Prêmio Denis Barbosa
O Prêmio Denis Barbosa de Propriedade Intelectual foi concedido em sua quinta edição ao vice-presidente de Planejamento Estratégico da ABIFINA, Nelson Brasil de Oliveira. A homenagem foi conduzida por Dante Alario Junior. Os dois são colegas nos esforços de defender a indústria nacional, mas são também amigos pessoais, o que foi destacado por Alario.
“Nelson deixa referências de perseverança, de brasilidade, sempre voltadas para o interesse público. Muitas e muitas páginas eu teria para falar do que você fez e do que você é para nós”, elogiou.
Por sua vez, Nelson Brasil lembrou da parceria com Alario em muitas lutas, especialmente durante a formulação da Lei da Propriedade Industrial. Com relação ao jurista e também grande amigo Denis Borges Barbosa, que dá nome ao prêmio, ele disse: “Éramos contrários ao parágrafo único do artigo 40 por prejudicar a indústria. Mesmo que o backlog de patentes acabe, o artigo 40 ainda poderá criar dificuldades para a concessão de novos direitos patentários”.
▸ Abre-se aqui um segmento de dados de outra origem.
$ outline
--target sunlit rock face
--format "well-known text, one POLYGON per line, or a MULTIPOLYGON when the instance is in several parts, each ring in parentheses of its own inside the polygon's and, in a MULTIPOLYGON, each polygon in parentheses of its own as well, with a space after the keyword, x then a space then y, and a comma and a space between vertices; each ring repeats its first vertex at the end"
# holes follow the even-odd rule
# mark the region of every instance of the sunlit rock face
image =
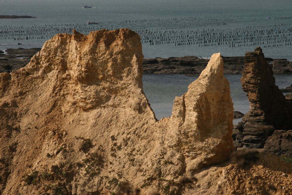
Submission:
POLYGON ((108 194, 129 181, 175 194, 182 177, 228 159, 233 108, 220 54, 159 121, 143 58, 129 30, 73 31, 0 74, 0 194, 108 194))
O Prêmio Denis Barbosa foi instituído pela ABIFINA para premiar empresas e personalidades do setor de química fina e biotecnologia que são destaque no campo da propriedade intelectual em face do interesse público.
Possíveis mudanças
O encerramento do XI SIPID ficou por conta do presidente-executivo da ABIFINA, Antonio Carlos Bezerra, que agradeceu aos convidados, ao time ABIFINA, especialmente os colaboradores que organizaram o evento, e a presença do público participante. Ele comentou uma notícia de que o governo se movimenta para mudar a Lei da Propriedade Industrial e alterar os mecanismos da anuência prévia da Agência Nacional de Vigilância Sanitária (Anvisa) em patentes farmacêuticas e o parágrafo único do artigo 40, temas que ABIFINA monitora constantemente.
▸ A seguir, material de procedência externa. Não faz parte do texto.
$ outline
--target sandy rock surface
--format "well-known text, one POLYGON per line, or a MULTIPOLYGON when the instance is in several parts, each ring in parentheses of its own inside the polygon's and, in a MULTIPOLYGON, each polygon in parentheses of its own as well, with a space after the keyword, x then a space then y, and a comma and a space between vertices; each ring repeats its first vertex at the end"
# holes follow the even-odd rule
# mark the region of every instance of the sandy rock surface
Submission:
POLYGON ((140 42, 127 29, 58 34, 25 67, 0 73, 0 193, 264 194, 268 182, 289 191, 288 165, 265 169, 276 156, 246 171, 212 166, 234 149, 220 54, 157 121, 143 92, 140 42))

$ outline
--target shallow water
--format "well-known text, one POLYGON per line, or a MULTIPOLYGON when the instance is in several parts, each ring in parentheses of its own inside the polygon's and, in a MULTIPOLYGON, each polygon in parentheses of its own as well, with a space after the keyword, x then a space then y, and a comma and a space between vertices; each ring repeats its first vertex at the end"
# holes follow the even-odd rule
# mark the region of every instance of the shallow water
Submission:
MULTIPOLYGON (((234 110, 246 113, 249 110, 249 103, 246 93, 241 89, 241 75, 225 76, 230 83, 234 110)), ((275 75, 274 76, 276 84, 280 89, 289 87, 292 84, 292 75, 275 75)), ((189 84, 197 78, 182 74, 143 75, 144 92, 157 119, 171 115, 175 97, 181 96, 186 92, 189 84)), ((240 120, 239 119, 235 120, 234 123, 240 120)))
Para Bezerra, os trabalhos da ABIFINA e de especialistas como Julia Paranhos e Lia Hasenclever, da UFRJ, sensibilizaram o Tribunal de Contas da União (TCU) para a necessidade de se fazer uma grande avaliação desses dispositivos. “A sociedade entende que a extensão de prazos de patentes é prejudicial para a saúde pública, para a economia e para as empresas nacionais”, defendeu.